In the Amazon Prime subscription you can now stream David Cronenberg’s Crimes of the Future. It’s a continuation of old excesses and an intelligent rethinking of his signature style.
Nightmare imagery and nauseating body horror are trademarks of infamous genre director David Cronenberg. His works such as The Fly or Videodrome are unforgettable, in which the Canadian, in addition to disturbing abysses, also intelligently reflects on the relationship between man and technology.
With Crimes of the Future, Cronenberg has returned to cinema in 2022 with his first feature film since 2014’s Maps to the Stars. If you haven’t yet seen the fantastic work, which caused a furor of scandal before its premiere at the Cannes Film Festival, you can stream Crimes of the Future now on your Amazon Prime subscription.
Crimes of the Future celebrates the post-apocalypse with bizarre bodies and surgical sex
In his latest film, Cronenberg paints a picture of a decaying, post-apocalyptic future. Here, people can barely feel emotions like pain, with some uncontrollably growing new organs in their bodies.
The plot of Crimes of the Future revolves primarily around Saul Tenser (Viggo Mortensen), who has developed a kind of performance art show out of these superfluous organs with his partner Caprice (Léa Seydoux). In each of their performances, they are watched by the National Organ Registry, while a mysterious group that feeds on plastic wants to usher in the next stage of humanity.
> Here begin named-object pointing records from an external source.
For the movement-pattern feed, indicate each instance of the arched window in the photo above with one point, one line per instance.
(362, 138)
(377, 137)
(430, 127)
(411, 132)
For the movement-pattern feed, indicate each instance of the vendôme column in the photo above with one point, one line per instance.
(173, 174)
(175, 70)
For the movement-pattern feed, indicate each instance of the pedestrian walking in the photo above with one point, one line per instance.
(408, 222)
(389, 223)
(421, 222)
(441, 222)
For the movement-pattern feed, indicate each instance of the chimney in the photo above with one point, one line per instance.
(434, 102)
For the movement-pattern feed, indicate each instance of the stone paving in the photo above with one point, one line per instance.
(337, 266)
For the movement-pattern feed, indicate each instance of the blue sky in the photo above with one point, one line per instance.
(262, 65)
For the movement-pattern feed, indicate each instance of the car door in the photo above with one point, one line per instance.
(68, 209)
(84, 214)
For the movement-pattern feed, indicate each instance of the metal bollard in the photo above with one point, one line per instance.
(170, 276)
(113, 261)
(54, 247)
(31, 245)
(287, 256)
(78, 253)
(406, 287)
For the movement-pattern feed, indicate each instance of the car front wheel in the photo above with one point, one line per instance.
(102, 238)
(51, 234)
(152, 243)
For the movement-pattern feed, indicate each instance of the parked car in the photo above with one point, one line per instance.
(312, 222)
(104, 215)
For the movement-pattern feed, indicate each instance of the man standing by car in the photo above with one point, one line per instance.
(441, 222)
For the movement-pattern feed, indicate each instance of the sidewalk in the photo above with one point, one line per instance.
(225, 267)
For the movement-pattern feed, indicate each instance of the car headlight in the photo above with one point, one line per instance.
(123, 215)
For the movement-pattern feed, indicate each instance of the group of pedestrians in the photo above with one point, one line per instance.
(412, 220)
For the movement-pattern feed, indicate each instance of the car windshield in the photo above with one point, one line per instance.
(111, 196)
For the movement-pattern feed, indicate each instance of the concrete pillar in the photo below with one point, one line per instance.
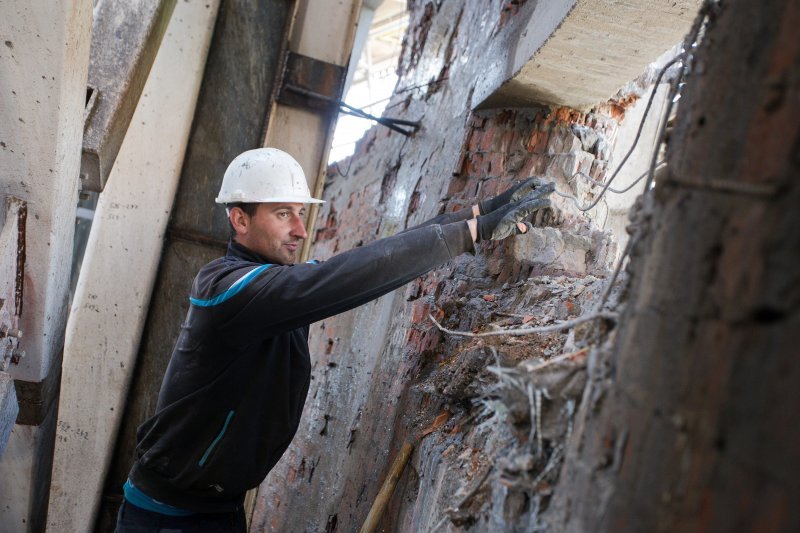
(44, 59)
(119, 269)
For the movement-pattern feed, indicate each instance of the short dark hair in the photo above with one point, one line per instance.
(248, 208)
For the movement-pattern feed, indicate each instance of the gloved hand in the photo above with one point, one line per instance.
(502, 222)
(514, 194)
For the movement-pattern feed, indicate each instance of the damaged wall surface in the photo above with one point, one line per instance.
(383, 374)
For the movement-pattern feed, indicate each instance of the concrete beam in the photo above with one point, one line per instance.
(119, 268)
(580, 53)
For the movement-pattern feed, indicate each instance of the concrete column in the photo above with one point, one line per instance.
(119, 269)
(44, 59)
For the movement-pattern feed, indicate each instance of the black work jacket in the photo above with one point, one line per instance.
(237, 381)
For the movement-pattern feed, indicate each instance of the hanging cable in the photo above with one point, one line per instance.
(404, 127)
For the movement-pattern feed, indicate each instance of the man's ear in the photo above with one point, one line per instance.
(239, 220)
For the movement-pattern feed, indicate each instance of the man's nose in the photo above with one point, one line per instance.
(299, 228)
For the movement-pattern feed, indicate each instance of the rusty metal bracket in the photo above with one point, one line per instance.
(12, 280)
(312, 77)
(126, 35)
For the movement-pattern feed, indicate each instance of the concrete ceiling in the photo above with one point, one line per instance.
(581, 52)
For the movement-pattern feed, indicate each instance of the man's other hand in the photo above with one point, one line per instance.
(510, 219)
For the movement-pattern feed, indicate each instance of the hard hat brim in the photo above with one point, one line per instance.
(271, 200)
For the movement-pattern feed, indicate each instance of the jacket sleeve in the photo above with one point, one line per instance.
(282, 298)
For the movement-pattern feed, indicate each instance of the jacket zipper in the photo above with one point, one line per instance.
(210, 448)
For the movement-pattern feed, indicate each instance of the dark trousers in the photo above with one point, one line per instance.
(132, 519)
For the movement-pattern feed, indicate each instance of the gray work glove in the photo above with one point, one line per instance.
(514, 194)
(502, 222)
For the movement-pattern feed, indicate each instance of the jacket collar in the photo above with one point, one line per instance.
(242, 252)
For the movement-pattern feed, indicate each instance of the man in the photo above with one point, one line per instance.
(235, 386)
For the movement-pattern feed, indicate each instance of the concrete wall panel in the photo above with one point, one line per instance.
(119, 267)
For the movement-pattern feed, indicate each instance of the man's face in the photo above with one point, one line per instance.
(276, 231)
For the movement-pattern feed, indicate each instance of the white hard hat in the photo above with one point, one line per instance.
(265, 175)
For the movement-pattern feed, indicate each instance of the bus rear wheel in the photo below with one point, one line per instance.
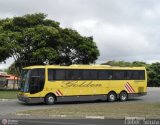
(123, 96)
(50, 99)
(111, 96)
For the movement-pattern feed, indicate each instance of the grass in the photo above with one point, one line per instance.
(8, 94)
(108, 110)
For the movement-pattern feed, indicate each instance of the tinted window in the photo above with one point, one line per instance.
(37, 79)
(104, 74)
(59, 74)
(89, 74)
(135, 75)
(118, 75)
(51, 74)
(56, 74)
(74, 74)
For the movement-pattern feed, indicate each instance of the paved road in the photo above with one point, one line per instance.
(12, 106)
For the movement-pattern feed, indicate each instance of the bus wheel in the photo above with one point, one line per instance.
(111, 96)
(123, 96)
(50, 99)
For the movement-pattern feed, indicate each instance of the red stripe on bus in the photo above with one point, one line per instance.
(131, 87)
(57, 93)
(127, 87)
(60, 92)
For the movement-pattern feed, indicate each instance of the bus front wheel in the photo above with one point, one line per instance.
(111, 96)
(50, 99)
(123, 96)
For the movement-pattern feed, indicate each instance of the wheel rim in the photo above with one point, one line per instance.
(112, 97)
(51, 99)
(123, 96)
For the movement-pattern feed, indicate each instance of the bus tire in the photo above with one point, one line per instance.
(111, 97)
(123, 96)
(50, 99)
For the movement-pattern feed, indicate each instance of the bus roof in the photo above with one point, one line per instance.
(84, 67)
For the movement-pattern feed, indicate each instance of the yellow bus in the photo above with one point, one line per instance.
(52, 83)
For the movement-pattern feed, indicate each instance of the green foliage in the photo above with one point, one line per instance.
(31, 39)
(125, 64)
(153, 70)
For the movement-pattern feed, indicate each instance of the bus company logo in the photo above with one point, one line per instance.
(58, 93)
(4, 122)
(129, 88)
(80, 84)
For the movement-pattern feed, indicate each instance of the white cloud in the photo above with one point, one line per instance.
(123, 30)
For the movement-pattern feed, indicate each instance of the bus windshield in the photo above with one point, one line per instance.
(24, 86)
(32, 80)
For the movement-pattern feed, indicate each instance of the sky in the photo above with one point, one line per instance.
(127, 30)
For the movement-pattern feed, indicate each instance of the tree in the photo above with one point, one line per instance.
(154, 74)
(32, 39)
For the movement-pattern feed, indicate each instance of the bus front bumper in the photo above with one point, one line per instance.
(131, 95)
(30, 99)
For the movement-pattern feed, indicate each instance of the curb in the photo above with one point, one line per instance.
(3, 100)
(64, 116)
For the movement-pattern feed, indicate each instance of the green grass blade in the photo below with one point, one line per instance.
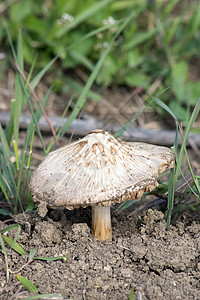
(5, 256)
(131, 296)
(171, 187)
(4, 142)
(188, 128)
(164, 106)
(83, 15)
(9, 228)
(5, 194)
(27, 284)
(81, 101)
(10, 124)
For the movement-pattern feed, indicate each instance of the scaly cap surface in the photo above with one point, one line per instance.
(98, 170)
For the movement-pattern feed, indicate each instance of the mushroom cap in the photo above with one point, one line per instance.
(98, 170)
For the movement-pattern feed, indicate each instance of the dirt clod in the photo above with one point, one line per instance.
(143, 256)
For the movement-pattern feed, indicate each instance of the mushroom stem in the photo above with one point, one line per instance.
(101, 223)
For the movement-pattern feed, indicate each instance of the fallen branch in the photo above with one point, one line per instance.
(87, 123)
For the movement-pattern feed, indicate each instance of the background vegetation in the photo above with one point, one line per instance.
(123, 42)
(161, 42)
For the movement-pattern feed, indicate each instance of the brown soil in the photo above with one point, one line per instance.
(143, 256)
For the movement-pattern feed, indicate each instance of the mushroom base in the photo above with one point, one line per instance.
(101, 223)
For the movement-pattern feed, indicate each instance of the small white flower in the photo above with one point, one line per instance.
(109, 21)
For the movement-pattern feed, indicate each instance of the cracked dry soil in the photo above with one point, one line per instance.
(158, 264)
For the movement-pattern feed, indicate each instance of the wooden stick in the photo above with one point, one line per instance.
(38, 102)
(87, 123)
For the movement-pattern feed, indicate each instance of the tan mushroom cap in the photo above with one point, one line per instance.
(98, 170)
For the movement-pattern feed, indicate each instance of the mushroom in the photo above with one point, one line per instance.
(98, 170)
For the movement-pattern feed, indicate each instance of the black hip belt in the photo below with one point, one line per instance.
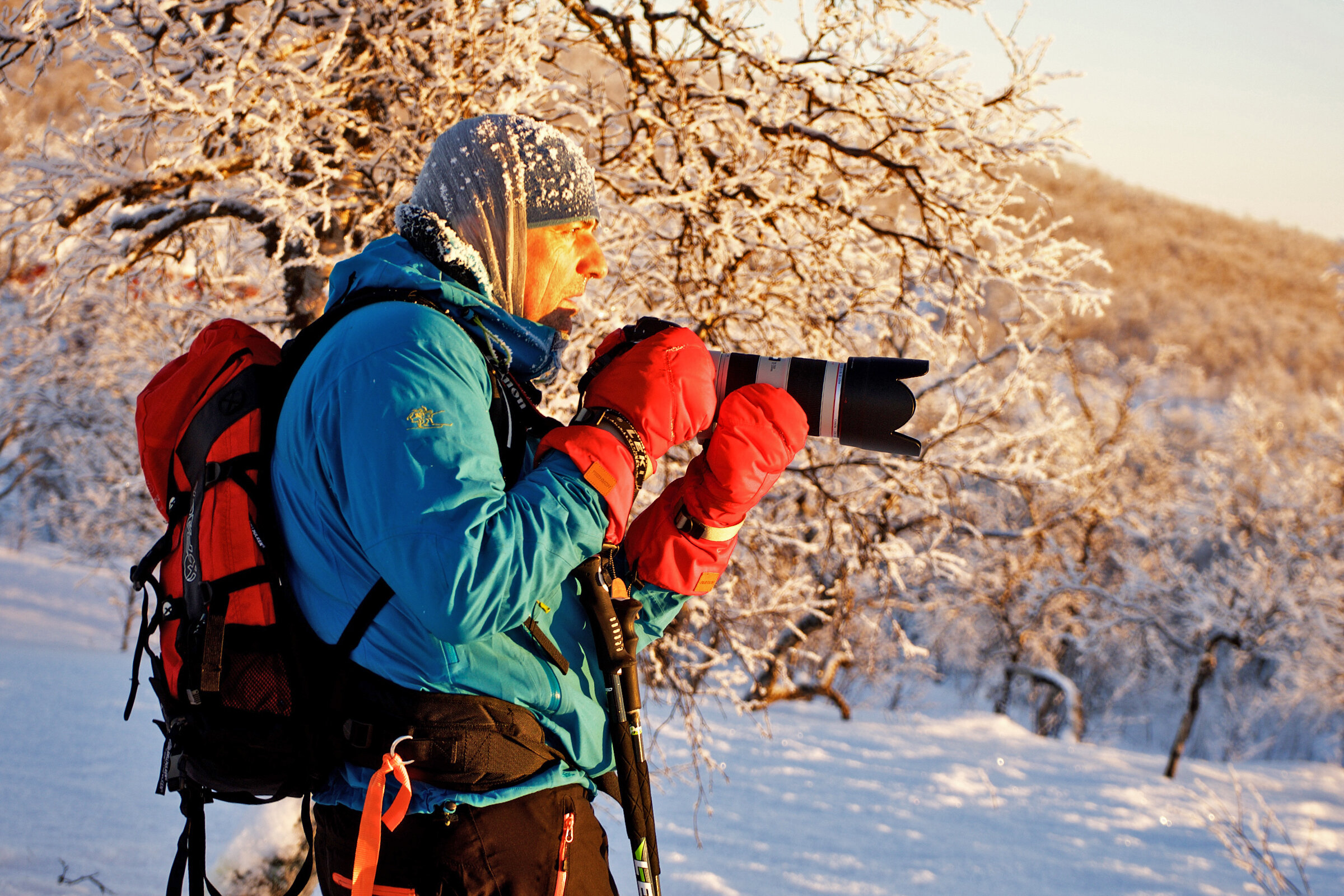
(459, 742)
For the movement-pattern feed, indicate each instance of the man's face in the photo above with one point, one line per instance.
(561, 260)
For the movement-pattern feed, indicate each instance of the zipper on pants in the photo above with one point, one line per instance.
(562, 866)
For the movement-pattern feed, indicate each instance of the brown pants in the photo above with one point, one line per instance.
(507, 850)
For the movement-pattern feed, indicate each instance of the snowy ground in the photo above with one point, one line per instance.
(911, 802)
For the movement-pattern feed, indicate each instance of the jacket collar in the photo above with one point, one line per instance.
(529, 349)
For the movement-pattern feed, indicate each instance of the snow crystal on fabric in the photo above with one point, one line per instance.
(495, 176)
(436, 241)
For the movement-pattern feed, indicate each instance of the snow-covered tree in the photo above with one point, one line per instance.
(855, 198)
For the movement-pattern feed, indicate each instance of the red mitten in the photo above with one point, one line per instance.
(662, 389)
(684, 539)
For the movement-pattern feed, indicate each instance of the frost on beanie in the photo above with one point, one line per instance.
(495, 176)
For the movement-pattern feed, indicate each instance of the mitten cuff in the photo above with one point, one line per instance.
(666, 557)
(606, 465)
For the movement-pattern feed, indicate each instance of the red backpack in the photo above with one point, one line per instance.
(239, 668)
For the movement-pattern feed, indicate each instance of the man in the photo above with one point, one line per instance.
(400, 459)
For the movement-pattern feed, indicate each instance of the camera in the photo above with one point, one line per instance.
(861, 402)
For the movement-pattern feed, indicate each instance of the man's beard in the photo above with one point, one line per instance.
(562, 319)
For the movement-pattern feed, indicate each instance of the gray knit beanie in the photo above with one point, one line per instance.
(494, 178)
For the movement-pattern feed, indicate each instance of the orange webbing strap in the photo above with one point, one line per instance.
(373, 819)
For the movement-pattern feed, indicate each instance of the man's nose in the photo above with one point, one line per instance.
(592, 261)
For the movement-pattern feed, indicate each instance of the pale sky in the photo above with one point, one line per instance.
(1231, 104)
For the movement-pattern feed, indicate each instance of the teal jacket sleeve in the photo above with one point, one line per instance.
(407, 445)
(660, 609)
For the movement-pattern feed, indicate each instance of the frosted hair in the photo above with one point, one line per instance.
(492, 178)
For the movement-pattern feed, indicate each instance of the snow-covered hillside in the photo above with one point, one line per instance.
(905, 802)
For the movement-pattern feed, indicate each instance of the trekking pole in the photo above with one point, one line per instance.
(613, 632)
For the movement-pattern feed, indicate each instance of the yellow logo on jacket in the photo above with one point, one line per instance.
(422, 418)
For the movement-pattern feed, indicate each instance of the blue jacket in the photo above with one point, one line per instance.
(386, 465)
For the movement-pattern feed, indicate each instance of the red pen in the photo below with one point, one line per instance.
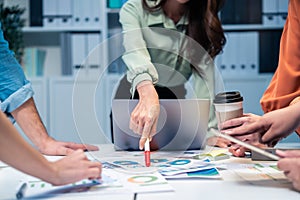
(147, 153)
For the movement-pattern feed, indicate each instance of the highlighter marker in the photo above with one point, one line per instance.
(147, 152)
(21, 190)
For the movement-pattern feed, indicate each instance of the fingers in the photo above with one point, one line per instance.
(142, 142)
(232, 123)
(288, 154)
(237, 150)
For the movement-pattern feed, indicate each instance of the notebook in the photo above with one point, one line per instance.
(182, 125)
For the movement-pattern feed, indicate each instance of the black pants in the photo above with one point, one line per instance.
(123, 92)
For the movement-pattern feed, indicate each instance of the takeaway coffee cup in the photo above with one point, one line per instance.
(228, 105)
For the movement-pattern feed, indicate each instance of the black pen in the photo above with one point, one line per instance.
(21, 190)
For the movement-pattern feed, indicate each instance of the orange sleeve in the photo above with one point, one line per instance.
(285, 84)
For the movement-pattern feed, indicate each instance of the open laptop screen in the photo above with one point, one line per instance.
(182, 124)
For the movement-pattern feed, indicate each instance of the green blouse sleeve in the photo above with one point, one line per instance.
(136, 55)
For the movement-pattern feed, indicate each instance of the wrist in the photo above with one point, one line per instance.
(146, 89)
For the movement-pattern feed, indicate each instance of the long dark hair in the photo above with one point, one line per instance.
(204, 24)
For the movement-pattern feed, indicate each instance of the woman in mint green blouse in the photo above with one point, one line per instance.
(166, 42)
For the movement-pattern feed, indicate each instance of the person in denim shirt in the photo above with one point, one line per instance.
(16, 101)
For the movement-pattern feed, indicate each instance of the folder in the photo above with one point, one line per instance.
(250, 53)
(230, 58)
(93, 49)
(64, 13)
(282, 11)
(78, 52)
(86, 10)
(95, 14)
(77, 16)
(50, 9)
(36, 13)
(270, 12)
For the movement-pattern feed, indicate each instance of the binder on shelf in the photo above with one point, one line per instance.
(250, 52)
(78, 52)
(95, 14)
(241, 12)
(66, 55)
(77, 16)
(50, 9)
(283, 6)
(115, 3)
(86, 10)
(93, 51)
(269, 6)
(269, 42)
(34, 60)
(228, 60)
(64, 13)
(36, 13)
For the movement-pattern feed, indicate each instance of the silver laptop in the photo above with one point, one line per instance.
(182, 125)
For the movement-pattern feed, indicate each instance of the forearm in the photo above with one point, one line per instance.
(19, 154)
(29, 120)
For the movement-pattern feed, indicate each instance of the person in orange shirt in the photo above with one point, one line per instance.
(280, 101)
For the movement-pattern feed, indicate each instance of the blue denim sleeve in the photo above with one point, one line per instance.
(15, 89)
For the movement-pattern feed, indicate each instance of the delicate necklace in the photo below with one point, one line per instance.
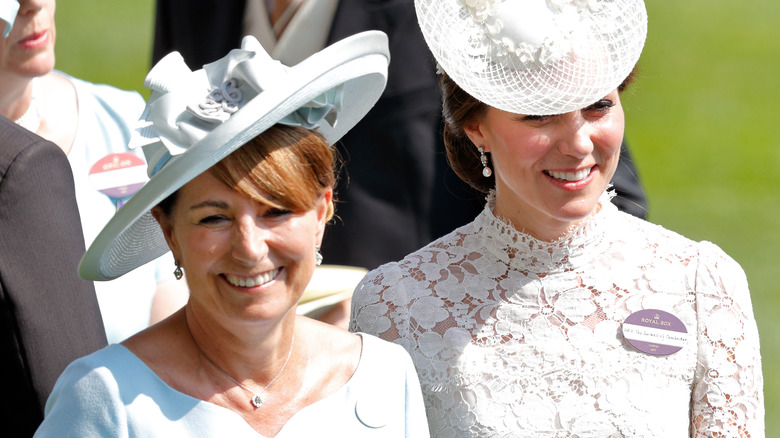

Sounds like a pure David Cronenberg film, but nowhere near as shocking or provocative as it was made out to be in advance. Before the premiere at the Cannes Film Festival, the director himself said in an interview that he was sure people from the audience would leave the room within the first five minutes.
Behind the scandal is a smart sci-fi film about life after horror
Suddenly, Crimes of the Future was hyped up to scandal hype that would disgust its audience and have potential for panic attacks. Even though the sci-fi horror depicts grotesque bodies, lustful surgeries and bizarre acts almost elegantly, it is at the same time a very quiet, reduced film with a very high proportion of dialogue.
While Cronenberg has always been about recognizing chilling deformities and strange excesses as exciting new potential, Crimes of the Future is now an apt post-body horror film.
After all the possibilities of transformations have been played out, the director now thinks about how a new human existence can emerge in the midst of all the nightmare images and bizarre manifestations. At the very end, Cronenberg finds a comforting final image for this.